Originally Posted by
Jagboi
I wonder if WestJet and to a lesser extent AC will be affected by lower oil prices in a negative way? Lots of people make their living from oil in the west and if the price drops too far there will be a slowdown in the western province's economy and a lot less discretionary income to be spent on travel.
Since most growth in travel on AC and WestJet over the past decade has been leisure/discretionary (if you want proof of this, just look at the rapidly shrinking J cabins and the relentless drive to increase density in Y, in case the clientele that you see in the lounges today vs. "back then", or on the planes isn't enough of a hint!), I'd expect a bursting of the Canadian real estate bubble to have just as enormous of an impact this time around. AC and CP didn't do very well in the early 1990s either, in the wake of the then real estate bubble falling apart. Both airlines, cumulatively, suffered quite significant over-capacity, and both airlines effectively destroyed themselves trying to deploy that overcapacity.

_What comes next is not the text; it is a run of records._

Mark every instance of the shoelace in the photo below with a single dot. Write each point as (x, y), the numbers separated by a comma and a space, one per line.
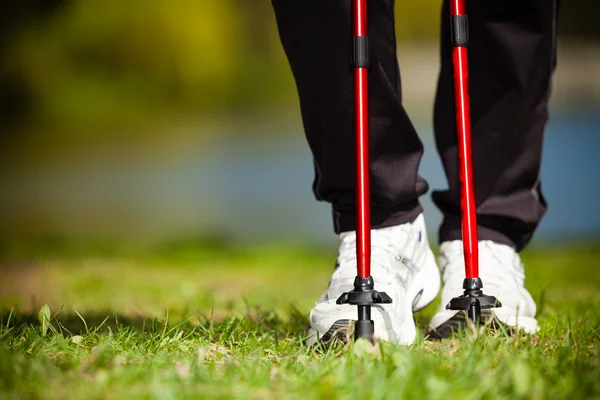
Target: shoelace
(383, 243)
(499, 273)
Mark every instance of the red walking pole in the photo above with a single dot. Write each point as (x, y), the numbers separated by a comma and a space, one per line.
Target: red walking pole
(363, 295)
(473, 299)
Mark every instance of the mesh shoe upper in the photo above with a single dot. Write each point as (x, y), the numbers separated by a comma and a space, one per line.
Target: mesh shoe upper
(503, 276)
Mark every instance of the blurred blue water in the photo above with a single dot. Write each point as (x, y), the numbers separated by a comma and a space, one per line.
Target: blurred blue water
(257, 186)
(266, 190)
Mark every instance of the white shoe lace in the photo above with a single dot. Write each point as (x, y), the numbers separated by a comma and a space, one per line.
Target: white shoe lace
(397, 242)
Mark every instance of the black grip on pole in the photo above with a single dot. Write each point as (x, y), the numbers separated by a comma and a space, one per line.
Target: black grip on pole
(361, 57)
(459, 30)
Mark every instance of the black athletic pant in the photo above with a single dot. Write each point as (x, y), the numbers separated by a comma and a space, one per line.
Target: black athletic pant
(511, 57)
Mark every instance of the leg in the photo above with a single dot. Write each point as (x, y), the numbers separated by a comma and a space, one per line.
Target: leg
(316, 38)
(511, 60)
(511, 57)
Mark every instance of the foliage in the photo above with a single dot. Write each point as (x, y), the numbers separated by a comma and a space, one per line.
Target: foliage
(230, 331)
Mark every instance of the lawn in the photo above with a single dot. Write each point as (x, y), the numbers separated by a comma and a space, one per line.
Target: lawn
(198, 319)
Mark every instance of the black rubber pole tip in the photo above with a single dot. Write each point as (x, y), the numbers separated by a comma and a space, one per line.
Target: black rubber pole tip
(364, 329)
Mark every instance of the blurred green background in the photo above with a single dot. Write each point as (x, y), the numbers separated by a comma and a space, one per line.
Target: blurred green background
(146, 119)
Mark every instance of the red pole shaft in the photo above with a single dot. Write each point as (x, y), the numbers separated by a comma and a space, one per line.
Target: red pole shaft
(363, 209)
(463, 120)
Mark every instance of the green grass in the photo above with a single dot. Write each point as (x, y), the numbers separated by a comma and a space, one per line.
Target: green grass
(213, 321)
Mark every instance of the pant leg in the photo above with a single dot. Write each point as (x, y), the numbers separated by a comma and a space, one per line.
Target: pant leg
(511, 61)
(316, 37)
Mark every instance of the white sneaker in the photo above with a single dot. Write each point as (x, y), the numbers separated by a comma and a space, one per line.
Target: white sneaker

The good news for FT'ers is that a falling RE market with the associated wealth redistribution arising from such, and the lower energy cost environment may very well end up reversing the trend of decreased reliance on J. The 1990s RE bubble collapse ended up giving way to quite a vibrant business environment and wealth concentration, and that is very positive for those who dream of higher quality and more available offerings "up front". The few business travellers that exist today are notoriously stingy, with most not paying for J, but as the business environment improves, invariably J demand should increase.